Este final de ano viu um dos lançamentos mais aguardados para os fãs do Manguebeat e da música pernambucana. Da Editora Belas Artes, veio Criança de domingo: Uma biografia musical de Chico Science (editora Belas Letras), do crítico musical José Teles. Em meio a outras publicações que surgiram nos últimos anos, com o tema do Movimento Mangue, que eclodiu no Recife, no início dos anos 1990, como Memórias de um motorista de turnês (Paulo André Moraes Pires, 2022, Cepe), Mundo Livre S/A 4.0: Do punk ao mangue (Pedro Luna, 2024, Ilustre), Soparia: De boteco a palco de todos os sons (do próprio Teles, 2023, Cepe) e Chico Science & Nação Zumbi: Da Lama ao Caos (Lorena Calábria, 2019, Cobogó), a obra ganha relevância por ser de autoria de um dos críticos musicais que acompanhou mais de perto a trajetória meteórica de Chico Science.

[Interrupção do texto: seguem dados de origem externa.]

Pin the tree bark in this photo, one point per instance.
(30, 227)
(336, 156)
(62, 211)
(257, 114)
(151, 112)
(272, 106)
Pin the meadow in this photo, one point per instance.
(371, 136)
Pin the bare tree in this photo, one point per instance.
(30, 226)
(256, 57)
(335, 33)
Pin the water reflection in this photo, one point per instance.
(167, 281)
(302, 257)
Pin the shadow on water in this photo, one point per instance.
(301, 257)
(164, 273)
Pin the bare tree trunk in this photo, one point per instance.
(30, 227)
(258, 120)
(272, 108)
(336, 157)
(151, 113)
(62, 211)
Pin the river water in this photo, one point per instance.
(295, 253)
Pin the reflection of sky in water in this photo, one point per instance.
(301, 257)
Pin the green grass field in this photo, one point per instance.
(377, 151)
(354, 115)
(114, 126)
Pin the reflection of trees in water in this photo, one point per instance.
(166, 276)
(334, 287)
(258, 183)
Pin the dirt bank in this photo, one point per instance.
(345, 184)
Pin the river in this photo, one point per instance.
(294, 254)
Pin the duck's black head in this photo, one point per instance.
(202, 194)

Paraibano de Campina Grande radicado no Recife, Teles publicou seu primeiro texto jornalístico n’O Pasquim, em 1978, e foi cronista esportivo, no início dos anos 1980. A partir de 1987, passou à crítica musical no Jornal do Commercio, enquanto, durante anos, manteve paralelamente um emprego de bancário, que só deixaria nos anos 2000. Nos anos 1990, suas resenhas (na coluna semanal Toques), atreladas a inúmeras matérias, entrevistas e coberturas, acompanharam não apenas o que acontecia de mais relevante no Brasil e no exterior, como noticiava e, assumidamente, promovia a cena musical pernambucana, com acesso a muitos músicos, fossem eles do rock, da MPB ou forró.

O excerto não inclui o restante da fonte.